Report on a page
This audit follows on from Emergency department performance reporting (Report 3: 2014–15). It assesses whether Queensland Health:
- is effectively managing performance in terms of emergency length of stay (ELOS—the amount of time people spend in emergency departments (EDs) before being admitted or discharged) and patient off stretcher time (POST—the amount of time it takes to transfer people from the care of ambulance staff to the care of emergency departments)
- has implemented all the recommendations we made in Report 3: 2014–15 concerning the reliability of the data being reported.
Increasing demand is putting pressure on EDs
The Department of Health—which includes the Queensland Ambulance Service (QAS)—and hospital and health services (collectively referred to as Queensland Health) are working together to improve emergency department (ED) patient wait time. However, more people are arriving at EDs for treatment, and these presentations are becoming more complex. This has put pressure on Queensland Health’s ability to improve ELOS and POST performance.
While each year EDs continue to treat more patients within required time frames, their performance against these two measures has gradually declined and they are consistently unable to meet their targets.
Decision-makers need more accurate and timely information
Operational entities within Queensland Health are working together to improve ED performance. There have been a range of strategies implemented to help improve patient flows; however, the overall performance of the system has not improved. Furthermore, Queensland Health has identified that strategies are not consistently evaluated and understood to ensure the effective rollout across the state.

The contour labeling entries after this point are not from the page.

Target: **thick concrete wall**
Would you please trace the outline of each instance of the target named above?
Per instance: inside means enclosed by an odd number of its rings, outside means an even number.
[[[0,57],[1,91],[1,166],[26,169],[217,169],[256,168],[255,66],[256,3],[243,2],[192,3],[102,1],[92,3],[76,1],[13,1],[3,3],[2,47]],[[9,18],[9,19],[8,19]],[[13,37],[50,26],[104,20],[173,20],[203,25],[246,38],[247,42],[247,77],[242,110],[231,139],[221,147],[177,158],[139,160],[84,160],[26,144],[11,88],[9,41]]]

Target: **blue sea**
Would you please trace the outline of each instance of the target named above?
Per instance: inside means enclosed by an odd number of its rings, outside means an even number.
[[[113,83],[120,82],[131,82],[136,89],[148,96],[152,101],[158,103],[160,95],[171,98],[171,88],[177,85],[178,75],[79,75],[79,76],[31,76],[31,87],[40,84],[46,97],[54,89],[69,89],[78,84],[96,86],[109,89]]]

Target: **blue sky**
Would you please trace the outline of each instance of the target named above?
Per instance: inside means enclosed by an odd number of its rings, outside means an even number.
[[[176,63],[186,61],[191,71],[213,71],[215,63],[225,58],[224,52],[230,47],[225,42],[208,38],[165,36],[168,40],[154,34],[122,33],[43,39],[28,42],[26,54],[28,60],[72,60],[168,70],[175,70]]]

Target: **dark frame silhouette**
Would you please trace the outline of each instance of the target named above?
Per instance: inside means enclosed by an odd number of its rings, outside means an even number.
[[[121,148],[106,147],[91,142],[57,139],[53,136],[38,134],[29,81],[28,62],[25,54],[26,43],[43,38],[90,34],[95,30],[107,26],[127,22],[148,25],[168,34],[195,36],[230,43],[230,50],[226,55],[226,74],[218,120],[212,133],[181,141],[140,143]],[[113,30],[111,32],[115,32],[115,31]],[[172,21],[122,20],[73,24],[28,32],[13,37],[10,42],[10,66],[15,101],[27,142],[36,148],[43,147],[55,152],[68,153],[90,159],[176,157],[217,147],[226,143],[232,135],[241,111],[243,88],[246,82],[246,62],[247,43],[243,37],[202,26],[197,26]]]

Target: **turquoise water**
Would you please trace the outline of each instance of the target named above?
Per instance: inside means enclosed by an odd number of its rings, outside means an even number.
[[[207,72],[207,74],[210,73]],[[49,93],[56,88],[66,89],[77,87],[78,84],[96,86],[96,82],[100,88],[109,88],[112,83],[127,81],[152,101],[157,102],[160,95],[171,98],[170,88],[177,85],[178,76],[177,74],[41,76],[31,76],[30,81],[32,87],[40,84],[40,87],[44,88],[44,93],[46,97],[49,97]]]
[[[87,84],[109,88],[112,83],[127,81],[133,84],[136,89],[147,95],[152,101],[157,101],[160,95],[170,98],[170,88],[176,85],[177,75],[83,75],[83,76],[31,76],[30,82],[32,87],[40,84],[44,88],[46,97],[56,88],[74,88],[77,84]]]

Despite the Queensland Ambulance Service becoming part of Queensland Health from 1 October 2013, there is a lack of system integration with integrated electronic medical record (iEMR) modules in hospitals. This limits Queensland Health from being more successful in improving performance and identifying root cause issues in the short term.
In Report 3: 2014‒15 we concluded that ‘controls over ED data have been and remain, weak or absent’. In 2021, controls still must be improved to ensure QAS and ED data is complete, accurate, and validated in a timely manner. Queensland Health does not currently have an adequate and efficient approach for detecting and correcting data errors relating to a patient’s length of stay and time taken to be moved off an ambulance stretcher.
Progress towards our previous recommendations
Queensland Health has implemented two of the four recommendations we made in Report 3: 2014–15. It has not effectively addressed the risk of inappropriate use of short-term treatment areas and has not identified how to detect unauthorised data entries and changes.
Our recommendations
We have made five recommendations to help Queensland Health improve its processes for data reliability, ED performance measures, the appropriate use of ED short-term treatment areas, and the interface between ED and QAS systems.